For example, in the case of Infrastructure-as-a-Service, the user provides and maintains the operating system images running in the cloud. This means that the user needs to apply the same best practices around obtaining the software from trusted sources, keeping it updated and patched, monitoring it for vulnerabilities, and operating it in a secure manner that they’d use in their own datacentre.

Lack of a comprehensive management strategy

Historically, IT built infrastructure and wrote applications to run on that infrastructure. With public clouds and other third-party services, IT has been forced to transform into a broader business enablement role. This hasn’t always been an easy transition. It means taking a far more multi-faceted approach to delivering and managing a broad set of services in partnership with the lines of business.

From a security and governance perspective, this has often led to a lack of consistent policy over sharing data with third-party services and over where data can be stored. It’s led to a fragmentation of identity services and access controls.

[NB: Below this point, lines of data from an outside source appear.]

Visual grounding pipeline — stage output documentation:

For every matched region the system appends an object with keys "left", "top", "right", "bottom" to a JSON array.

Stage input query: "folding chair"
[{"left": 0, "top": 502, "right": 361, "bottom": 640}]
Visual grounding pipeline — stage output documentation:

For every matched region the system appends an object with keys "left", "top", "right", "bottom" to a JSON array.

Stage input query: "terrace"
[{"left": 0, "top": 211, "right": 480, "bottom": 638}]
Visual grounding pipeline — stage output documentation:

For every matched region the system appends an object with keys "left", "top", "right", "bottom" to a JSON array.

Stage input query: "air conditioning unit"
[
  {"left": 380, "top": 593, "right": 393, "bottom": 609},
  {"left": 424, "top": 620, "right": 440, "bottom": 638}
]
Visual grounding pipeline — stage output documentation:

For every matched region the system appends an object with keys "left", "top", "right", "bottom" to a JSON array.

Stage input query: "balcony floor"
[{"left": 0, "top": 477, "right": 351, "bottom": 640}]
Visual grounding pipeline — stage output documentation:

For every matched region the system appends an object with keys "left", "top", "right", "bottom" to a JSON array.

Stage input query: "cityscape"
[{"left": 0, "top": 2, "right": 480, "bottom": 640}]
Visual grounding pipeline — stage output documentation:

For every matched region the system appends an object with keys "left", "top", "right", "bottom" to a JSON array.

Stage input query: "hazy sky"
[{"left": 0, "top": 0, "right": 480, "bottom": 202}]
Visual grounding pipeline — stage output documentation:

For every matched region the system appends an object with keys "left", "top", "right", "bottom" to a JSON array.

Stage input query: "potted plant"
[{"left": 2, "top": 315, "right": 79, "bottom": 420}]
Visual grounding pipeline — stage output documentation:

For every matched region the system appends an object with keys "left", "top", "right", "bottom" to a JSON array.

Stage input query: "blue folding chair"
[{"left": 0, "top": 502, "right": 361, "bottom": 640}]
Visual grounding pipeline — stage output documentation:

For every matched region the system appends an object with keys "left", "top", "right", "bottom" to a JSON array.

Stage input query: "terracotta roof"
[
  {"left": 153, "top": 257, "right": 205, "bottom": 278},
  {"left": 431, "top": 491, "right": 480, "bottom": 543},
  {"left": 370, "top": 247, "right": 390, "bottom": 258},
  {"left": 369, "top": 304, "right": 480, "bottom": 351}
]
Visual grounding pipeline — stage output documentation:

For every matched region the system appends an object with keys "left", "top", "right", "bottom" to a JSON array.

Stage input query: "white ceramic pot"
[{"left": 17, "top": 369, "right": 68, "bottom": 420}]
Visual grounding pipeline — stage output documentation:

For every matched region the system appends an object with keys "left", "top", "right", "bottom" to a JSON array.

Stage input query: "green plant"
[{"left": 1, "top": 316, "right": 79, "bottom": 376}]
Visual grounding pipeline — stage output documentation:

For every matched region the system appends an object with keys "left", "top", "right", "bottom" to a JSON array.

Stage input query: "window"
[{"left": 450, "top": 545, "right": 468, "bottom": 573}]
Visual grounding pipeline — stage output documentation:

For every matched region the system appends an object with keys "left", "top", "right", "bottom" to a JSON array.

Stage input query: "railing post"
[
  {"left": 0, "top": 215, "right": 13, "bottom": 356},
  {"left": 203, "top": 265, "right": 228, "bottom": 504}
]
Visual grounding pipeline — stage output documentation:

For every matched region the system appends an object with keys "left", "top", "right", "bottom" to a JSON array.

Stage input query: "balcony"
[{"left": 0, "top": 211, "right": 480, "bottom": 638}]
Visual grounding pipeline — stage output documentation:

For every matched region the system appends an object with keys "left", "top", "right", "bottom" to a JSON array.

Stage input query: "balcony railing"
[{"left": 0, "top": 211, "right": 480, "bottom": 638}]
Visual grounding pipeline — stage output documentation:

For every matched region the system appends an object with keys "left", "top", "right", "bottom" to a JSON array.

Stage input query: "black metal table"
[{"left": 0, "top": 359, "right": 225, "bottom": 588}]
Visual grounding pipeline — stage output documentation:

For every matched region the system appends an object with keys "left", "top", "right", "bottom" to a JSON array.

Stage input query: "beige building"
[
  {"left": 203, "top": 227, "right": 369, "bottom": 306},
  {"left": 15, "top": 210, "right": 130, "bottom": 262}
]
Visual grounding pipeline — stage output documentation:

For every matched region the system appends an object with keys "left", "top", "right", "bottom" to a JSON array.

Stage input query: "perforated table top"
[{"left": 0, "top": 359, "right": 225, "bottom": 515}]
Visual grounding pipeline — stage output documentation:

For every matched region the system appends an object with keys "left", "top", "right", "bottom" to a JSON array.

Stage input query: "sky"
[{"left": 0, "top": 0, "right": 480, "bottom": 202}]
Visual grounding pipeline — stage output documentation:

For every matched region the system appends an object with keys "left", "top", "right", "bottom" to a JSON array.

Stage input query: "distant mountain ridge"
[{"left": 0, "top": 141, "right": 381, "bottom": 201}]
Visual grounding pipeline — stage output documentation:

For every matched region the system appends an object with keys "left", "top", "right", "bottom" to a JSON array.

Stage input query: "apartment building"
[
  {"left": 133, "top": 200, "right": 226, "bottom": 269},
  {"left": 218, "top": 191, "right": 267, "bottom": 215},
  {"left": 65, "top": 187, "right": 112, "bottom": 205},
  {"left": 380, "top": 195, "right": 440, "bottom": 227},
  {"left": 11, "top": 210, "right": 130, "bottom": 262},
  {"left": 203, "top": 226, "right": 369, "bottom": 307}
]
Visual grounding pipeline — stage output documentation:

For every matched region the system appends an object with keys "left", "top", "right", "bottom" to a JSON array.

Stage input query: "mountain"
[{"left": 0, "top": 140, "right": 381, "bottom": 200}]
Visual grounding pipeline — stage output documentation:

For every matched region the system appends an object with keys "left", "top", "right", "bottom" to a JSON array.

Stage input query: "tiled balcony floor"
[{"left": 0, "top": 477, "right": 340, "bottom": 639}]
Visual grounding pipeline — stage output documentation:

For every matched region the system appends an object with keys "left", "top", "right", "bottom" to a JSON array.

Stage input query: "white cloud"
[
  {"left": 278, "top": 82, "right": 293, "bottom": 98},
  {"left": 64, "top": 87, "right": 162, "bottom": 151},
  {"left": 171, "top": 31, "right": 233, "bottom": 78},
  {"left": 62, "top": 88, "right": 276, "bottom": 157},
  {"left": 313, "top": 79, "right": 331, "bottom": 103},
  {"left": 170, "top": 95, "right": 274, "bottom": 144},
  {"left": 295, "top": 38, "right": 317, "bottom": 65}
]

It’s led to the inconsistent application of best practices such as described above.

IT organisations are addressing some of these issues with specific technologies, such as cloud management platforms, single sign-on, and identity management. However, dealing with this changing environment is also driving organisational changes such as the creation of cross-functional teams that include both IT and business owners. And that’s perhaps the most important message. Adapting to hybrid and public clouds will often require some specific practices, processes, and technologies. But it also requires an understanding of how IT and the relationship of IT to the rest of the business is changing.